We look to these children to answer the question: what is the appropriate response of the redeemed?

Mingi killings show with heart-breaking clarity the brokenness of our fallen world. But Labuko's actions - his willingness to risk and then dedicate his life to restoring justice for these mingi children - show with equal clarity the redemptive work being done between now and the new creation.

What must it be like to be one of Labuko's 37 children? Eventually, they will grow to know that they were destined for death, but that they were saved from death – redeemed - by the man they call Father. The children will learn that while they did nothing to deserve it, he chose to love them. Labuko houses them, feeds them, sends them to school and teaches them to use modern technology.
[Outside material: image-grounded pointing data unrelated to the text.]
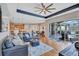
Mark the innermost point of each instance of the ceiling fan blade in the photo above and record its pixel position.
(38, 10)
(45, 12)
(41, 11)
(51, 8)
(49, 5)
(43, 5)
(48, 11)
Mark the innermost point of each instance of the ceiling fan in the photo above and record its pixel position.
(44, 9)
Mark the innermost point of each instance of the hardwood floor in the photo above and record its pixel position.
(58, 46)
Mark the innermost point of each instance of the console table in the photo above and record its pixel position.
(69, 51)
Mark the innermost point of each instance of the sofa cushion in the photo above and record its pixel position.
(8, 44)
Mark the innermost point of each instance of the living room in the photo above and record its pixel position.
(34, 32)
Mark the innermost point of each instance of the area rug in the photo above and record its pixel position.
(39, 50)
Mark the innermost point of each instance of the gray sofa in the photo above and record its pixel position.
(19, 50)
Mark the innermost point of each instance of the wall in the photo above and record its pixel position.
(30, 27)
(69, 16)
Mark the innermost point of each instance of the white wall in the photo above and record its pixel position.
(69, 16)
(30, 27)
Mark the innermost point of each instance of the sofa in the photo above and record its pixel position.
(10, 48)
(20, 50)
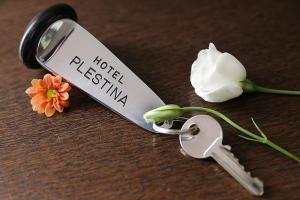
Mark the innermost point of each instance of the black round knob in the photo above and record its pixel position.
(37, 26)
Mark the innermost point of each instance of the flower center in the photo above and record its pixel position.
(51, 93)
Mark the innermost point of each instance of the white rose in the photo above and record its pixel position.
(217, 76)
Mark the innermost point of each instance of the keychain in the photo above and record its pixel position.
(55, 41)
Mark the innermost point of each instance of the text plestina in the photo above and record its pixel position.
(101, 74)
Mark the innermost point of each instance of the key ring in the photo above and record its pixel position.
(173, 127)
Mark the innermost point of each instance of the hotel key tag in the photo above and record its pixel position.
(56, 42)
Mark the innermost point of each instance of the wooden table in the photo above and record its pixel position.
(89, 152)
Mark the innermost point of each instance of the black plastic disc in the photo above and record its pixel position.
(37, 26)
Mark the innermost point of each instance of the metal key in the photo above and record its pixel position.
(208, 143)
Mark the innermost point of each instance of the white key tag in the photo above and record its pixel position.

How will they respond to the blessings Labuko has given them?

This is striking, of course, because we were destined for death. In Romans we are reminded that "all have sinned and fallen short," that "the wages of sin is death" and that "while we were yet sinners, Christ died for us.” We look to these children to answer the question: what is the appropriate response of the redeemed?

One response Labuko reminds us of is to fight systematic injustice, even when embedded within the prevailing worldview. We are called to do so even when the costs might be great. May we have the courage to be coworkers with Christ redeeming a fallen world for the sake of the one who said for us, "let the curse fall on me."